Eligibility criteria
Studies were eligible for inclusion if they met the following criteria:
- Population: Included adolescents or youth samples with a mean age between approximately 10 and 19 years, or mixed-age samples in which adolescent data were reported separately. Studies focusing exclusively on adults or early childhood were excluded unless findings were directly relevant to developmental trajectories.
- Clinical Groups: Included participants diagnosed with ASD, individuals at clinical high-risk for psychosis (e.g., prodromal, ultra-high-risk, or at-risk mental state), or schizophrenia-spectrum conditions.
- Methodology: Employed eye-tracking or oculomotor paradigms (e.g., saccades, smooth pursuit, fixation, gaze patterns) as a primary outcome measure.
- Study Type: Empirical studies reporting original data. Reviews, theoretical papers, and commentaries without new data were excluded.
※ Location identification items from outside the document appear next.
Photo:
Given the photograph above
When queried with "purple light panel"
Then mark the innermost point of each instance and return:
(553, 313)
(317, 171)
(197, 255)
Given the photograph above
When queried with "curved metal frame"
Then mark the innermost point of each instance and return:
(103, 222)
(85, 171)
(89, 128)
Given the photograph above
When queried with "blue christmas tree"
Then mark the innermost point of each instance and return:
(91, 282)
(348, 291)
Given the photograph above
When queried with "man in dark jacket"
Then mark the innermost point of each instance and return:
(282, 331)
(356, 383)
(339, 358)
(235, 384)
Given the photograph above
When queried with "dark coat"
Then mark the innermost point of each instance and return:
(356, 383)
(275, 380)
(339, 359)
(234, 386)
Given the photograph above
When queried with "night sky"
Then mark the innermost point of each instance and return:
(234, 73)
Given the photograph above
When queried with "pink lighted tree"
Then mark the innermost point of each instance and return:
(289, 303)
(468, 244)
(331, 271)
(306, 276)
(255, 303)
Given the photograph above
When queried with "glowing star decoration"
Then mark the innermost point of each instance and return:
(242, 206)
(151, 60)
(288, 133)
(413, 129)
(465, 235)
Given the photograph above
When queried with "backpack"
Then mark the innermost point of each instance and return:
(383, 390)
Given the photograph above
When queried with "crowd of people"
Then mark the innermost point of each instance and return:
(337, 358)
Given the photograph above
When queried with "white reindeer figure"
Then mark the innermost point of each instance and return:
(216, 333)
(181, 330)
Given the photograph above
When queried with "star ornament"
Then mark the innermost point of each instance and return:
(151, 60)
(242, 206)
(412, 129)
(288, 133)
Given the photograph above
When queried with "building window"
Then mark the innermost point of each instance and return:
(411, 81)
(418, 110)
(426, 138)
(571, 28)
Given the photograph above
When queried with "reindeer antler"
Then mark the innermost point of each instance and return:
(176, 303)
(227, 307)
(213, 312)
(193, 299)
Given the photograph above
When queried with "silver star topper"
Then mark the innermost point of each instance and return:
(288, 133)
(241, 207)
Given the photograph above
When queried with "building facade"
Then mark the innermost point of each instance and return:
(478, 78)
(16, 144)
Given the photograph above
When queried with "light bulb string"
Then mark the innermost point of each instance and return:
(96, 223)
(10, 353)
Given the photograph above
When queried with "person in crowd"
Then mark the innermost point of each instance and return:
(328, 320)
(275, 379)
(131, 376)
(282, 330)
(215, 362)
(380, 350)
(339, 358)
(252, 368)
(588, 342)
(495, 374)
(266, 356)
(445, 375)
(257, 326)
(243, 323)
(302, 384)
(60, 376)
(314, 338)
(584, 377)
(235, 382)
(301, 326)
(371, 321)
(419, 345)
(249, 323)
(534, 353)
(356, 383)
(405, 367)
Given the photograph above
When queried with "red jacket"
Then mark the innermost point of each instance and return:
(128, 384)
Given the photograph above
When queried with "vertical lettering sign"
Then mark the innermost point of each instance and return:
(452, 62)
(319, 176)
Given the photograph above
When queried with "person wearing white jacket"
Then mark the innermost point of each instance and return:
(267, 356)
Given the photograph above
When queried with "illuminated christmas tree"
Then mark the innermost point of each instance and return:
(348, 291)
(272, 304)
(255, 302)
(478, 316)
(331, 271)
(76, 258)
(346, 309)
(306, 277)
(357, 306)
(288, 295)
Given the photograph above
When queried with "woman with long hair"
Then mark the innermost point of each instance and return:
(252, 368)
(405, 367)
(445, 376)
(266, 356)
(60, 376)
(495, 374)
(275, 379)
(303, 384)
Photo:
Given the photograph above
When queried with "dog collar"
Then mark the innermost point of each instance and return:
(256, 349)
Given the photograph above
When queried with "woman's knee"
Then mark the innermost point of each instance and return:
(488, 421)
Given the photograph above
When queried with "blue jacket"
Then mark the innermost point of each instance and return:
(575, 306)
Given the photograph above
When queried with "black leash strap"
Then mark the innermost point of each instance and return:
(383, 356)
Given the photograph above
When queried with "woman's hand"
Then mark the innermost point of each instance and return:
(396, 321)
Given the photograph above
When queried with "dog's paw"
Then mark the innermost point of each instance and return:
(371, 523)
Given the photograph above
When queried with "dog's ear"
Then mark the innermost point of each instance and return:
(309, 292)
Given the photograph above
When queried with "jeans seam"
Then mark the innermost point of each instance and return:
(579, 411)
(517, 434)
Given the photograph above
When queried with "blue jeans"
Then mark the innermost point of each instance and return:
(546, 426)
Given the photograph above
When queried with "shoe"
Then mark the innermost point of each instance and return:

- Publication Status: Peer-reviewed, published articles only. Neuroimaging methods (e.g., fMRI, structural MRI) were not required for inclusion; however, studies integrating eye-tracking with neuroimaging were retained when eye-tracking outcomes were reported.
Study selection process
All records retrieved from database searches were exported and duplicates removed prior to screening. Titles and abstracts were screened for relevance based on the eligibility criteria. Full-text articles were then assessed for inclusion. The screening and selection process was iterative and involved independent review by the primary author, with eligibility decisions guided by predefined criteria. Ambiguous cases were resolved through closer examination of study methods and sample characteristics. Reasons for exclusion at the full-text stage were documented. A total of 1,905 records were identified through database searching, with an additional 200 records identified through citation tracking. After duplicate removal, 1,600 records underwent title and abstract screening. Of these, 180 articles were assessed at the full-text level. Ultimately, 47 studies met the inclusion criteria, with 47 studies retained for the final narrative synthesis due to direct relevance to adolescent populations and eye-tracking outcomes.
Data extraction and synthesis
For each included study, the following information was extracted: eye-tracking paradigm, key oculomotor measures, main findings, and reported limitations. Given heterogeneity in paradigms, outcomes, and populations, a quantitative meta-analysis was not feasible. Instead, findings were synthesized narratively and organized thematically. To clearly separate foundational context from study-derived evidence, all sections following the Methods that are labeled “Results” summarize findings extracted from the 47 included empirical studies.
Critical appraisal
Rather than formal risk-of-bias scoring, methodological strengths and limitations were evaluated qualitatively across studies, with attention to sample size, diagnostic rigor, developmental specificity, task validity, and reproducibility of eye-tracking metrics. Conflicting findings and methodological constraints were explicitly addressed in the synthesis to provide a balanced and critical assessment of the literature. The study identification and selection process is summarized in Figure 2.
PRISMA flow diagram. PRISMA flow diagram illustrating study identification, screening, eligibility, and inclusion.
Results
Study characteristics and qualitative synthesis of included studies
The following section synthesizes findings exclusively from the 47 included studies, organized by diagnostic groups to clarify patterns of overlap and divergence. A total of 1,905 records were identified through database searching and 200 additional records through citation tracking. After duplicate removal and screening, 47 studies met inclusion criteria and were retained for narrative synthesis based on direct relevance to adolescent populations and eye-tracking outcomes. The included literature was heterogeneous in task paradigms, eye-tracking metrics, clinical samples (ASD, clinical high-risk/prodromal psychosis, schizophrenia-spectrum, and control groups), and analytic approaches. Accordingly, findings were synthesized qualitatively and organized by paradigm domain and clinical group.
Across ASD adolescent studies, the most consistently reported oculomotor differences involved reduced saccade accuracy and increased endpoint variability, suggesting imprecision in oculomotor calibration rather than a uniform alteration in mean latency across paradigms (37). In visually guided saccade tasks, ASD samples commonly showed greater absolute endpoint error and/or increased trial-to-trial variability relative to controls (37). Variability in effect magnitude across studies likely reflected differences in age composition, target parameters, and analytic definitions. Overall, the ASD evidence supports oculomotor imprecision/variability as a repeatable feature in adolescence, while underscoring that specific metric sensitivity varies by paradigm.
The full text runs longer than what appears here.